Quanto alla confisca, si legge che i 2.6 milioni sono il controvalore «corrispondente al prezzo del reato, limitatamente ai fatti non prescritti».

 

In cinque mesi la triste caduta di un politico ricco e potente

La brutta storia giudiziaria di Giancarlo Galan è cominciata il 4 giugno scorso, quando venne effettuato il blitz con decine di arresti per le mazzette che ruotavano attorno al Consorzio Venezia Nuova. Per lui una serie di accuse di corruzione. L’ordinanza, con l’arresto in carcere, non venne eseguita perché serviva l’autorizzazione della Camera, di cui Galan è ancor oggi membro. La decisione però fu piuttosto rapida, nonostante una serie di ricoveri in ospedale avessero cercato di motivare una dilazione del provvedimento di arresto. Il 22 luglio, poche ore dopo il voto favorevole dell’aula di Montecitorio, l’ex presidente della giunta regionale del veneto fu portato nel carcere di opera dove è rimasto fino all’inizio di ottobre nella sezione sanitaria del carcere di massima sicurezza.
Galan si è sempre dichiarato innocente. Ma dopo quasi tre mesi di detenzioni ha preferito scendere a patti con la Procura e ha raggiunto un accordo. Pena detentiva e risarcimento del danno, per evitare di tornare in galera. Infatti, è ai domiciliari che sta scontando al pena.
Le mazzette contestate a Galan sono numerose. Una parte delle accuse sono però finite in prescrizione.

 

IL MAGISTRATO «Può restare ancora nella villa fino alla sentenza definitiva»

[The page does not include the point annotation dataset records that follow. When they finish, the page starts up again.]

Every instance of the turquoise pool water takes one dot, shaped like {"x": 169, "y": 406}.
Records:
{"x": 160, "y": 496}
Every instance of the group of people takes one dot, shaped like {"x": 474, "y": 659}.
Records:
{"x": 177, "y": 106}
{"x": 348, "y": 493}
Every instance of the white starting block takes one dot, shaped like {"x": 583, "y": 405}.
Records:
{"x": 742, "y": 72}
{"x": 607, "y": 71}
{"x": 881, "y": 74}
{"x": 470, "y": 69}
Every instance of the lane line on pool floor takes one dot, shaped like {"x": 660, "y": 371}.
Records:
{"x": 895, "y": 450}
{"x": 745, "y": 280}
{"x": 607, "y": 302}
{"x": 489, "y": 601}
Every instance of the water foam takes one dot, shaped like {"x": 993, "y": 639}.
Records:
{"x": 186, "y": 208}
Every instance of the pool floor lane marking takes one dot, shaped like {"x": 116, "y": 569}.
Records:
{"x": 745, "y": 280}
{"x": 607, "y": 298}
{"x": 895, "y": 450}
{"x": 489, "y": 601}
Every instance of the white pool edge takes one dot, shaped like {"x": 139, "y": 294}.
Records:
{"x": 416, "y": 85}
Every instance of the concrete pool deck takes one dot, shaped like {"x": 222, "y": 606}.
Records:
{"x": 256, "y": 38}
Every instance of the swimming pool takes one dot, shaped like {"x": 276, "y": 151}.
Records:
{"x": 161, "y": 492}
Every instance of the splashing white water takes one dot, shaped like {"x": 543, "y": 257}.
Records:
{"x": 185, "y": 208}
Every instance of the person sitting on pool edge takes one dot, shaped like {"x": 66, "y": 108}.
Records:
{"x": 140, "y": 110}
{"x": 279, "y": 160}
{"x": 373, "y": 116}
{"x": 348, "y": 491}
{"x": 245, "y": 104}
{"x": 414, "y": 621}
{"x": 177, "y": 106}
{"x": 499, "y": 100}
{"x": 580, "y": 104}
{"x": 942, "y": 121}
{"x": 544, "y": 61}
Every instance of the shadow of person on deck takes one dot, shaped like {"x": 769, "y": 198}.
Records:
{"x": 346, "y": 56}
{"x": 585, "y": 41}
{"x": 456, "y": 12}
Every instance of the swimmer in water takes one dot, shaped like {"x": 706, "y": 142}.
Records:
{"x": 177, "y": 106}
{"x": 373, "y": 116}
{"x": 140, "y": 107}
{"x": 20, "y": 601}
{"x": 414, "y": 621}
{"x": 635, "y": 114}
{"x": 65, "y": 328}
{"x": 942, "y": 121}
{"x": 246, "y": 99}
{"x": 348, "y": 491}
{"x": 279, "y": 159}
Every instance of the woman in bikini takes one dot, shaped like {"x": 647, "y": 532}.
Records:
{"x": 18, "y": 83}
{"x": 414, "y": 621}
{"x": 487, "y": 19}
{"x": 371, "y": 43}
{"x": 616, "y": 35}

In attesa della confisca di villa Rodella, Giancarlo Galan «è autorizzato a domiciliare, con la sua famiglia, nell’immobile confiscato a condizione che paghi, quale corrispettivo per l’uso, tutte le spese correnti, ivi compresa la tassa sui rifiuti, nonché quelle necessarie per la manutenzione ordinaria e straordinaria dei fabbricati e dei terreni, con divieto di modificare lo stato dei luoghi». Lo scrive il gip nella sentenza di patteggiamento, ricordando che Galan avrà la possibilità, entro 90 giorni dal passaggio in giudicato, di tenere la villa se riuscirà a versare al Fondo Unico Giustizia, l’importo di 2.6 milioni di euro.